Restoring site percolation on a damaged square lattice

TL;DR

This paper investigates methods to restore site percolation on a damaged square lattice by adding new sites or interactions, using Monte Carlo simulations to determine the thresholds for percolation under various strategies.

Contribution

It introduces two novel strategies for restoring percolation on damaged lattices by incorporating longer-range interactions and quantifies their effectiveness through simulation.

Findings

Percolation thresholds are shifted by adding longer-range interactions.

Restoration strategies depend on the fraction of new sites or interactions added.

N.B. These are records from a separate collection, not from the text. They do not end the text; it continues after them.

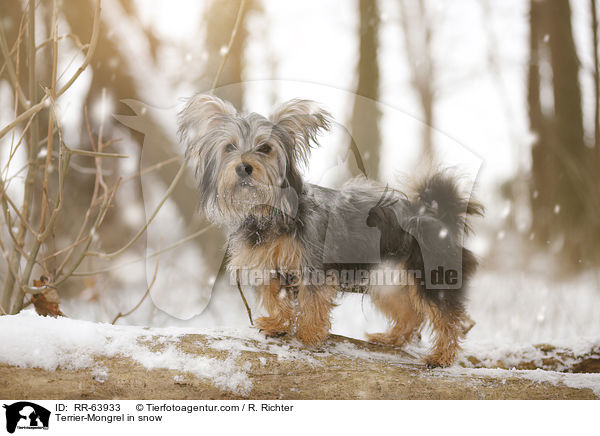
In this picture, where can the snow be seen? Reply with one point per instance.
(52, 343)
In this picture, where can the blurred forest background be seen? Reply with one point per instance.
(88, 147)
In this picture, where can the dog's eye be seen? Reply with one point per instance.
(264, 148)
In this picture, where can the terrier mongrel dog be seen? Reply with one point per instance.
(247, 168)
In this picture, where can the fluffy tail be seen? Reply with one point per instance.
(440, 196)
(437, 221)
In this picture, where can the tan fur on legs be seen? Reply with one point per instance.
(448, 328)
(279, 307)
(314, 306)
(448, 333)
(394, 302)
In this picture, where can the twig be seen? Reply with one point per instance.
(238, 20)
(143, 229)
(237, 279)
(96, 153)
(149, 256)
(42, 103)
(121, 315)
(12, 75)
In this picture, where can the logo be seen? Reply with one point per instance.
(26, 415)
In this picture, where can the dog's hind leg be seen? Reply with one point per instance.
(448, 329)
(394, 302)
(314, 306)
(276, 301)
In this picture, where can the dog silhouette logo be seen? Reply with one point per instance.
(26, 415)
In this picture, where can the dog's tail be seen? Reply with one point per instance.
(437, 221)
(439, 196)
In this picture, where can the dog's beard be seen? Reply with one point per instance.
(240, 198)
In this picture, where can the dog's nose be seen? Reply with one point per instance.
(243, 170)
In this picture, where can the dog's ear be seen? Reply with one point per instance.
(201, 113)
(302, 120)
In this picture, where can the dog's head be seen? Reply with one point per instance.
(247, 164)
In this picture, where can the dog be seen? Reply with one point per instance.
(248, 172)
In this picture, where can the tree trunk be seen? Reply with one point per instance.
(364, 125)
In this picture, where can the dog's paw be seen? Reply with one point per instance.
(272, 327)
(438, 361)
(386, 339)
(312, 337)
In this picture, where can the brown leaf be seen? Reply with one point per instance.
(47, 303)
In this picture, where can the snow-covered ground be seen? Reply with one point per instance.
(50, 343)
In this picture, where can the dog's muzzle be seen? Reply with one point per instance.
(243, 170)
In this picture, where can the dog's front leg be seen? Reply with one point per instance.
(276, 301)
(314, 305)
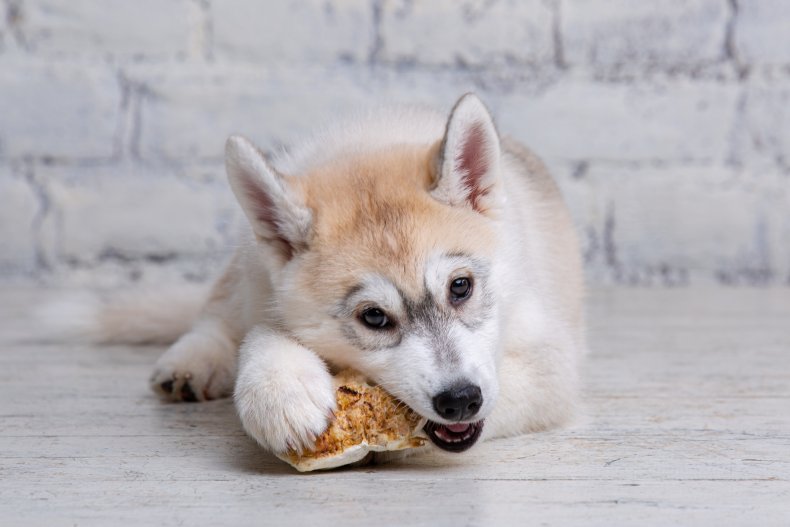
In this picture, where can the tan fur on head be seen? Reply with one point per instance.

Monte Carlo simulations provide quantitative thresholds for different scenarios.

Abstract

We study how to restore site percolation on a damaged square lattice with nearest neighbor (N$^2$) interactions. Two strategies are suggested for a density $x$ of destroyed sites by a random attack at $p_c$. In the first one, a density $y$ of new sites are created with longer range interactions, either next nearest neighbor (N$^3$) or next next nearest neighbor (N$^4$). In the second one, new longer range interactions N$^3$ or N$^4$ are created for a fraction $v$ of the remaining $(p_c-x)$ sites in addition to their N$^2$ interactions. In both cases, the values of $y$ and $v$ are tuned in order to restore site percolation which then occurs at new percolation thresholds, respectively $\pi_3$, $\pi_4$, $\pi_{23}$ and $\pi_{24}$. Using Monte Carlo simulations the values of the pairs $\{y, \pi_3 \}$, $\{y, \pi_4\}$ and $\{v, \pi_{23}\}$, $\{v, \pi_{24}\}$ are calculated for the whole range $0\leq x \leq p_c(\text{N}^2)$. Our schemes are applicable to all regular lattices.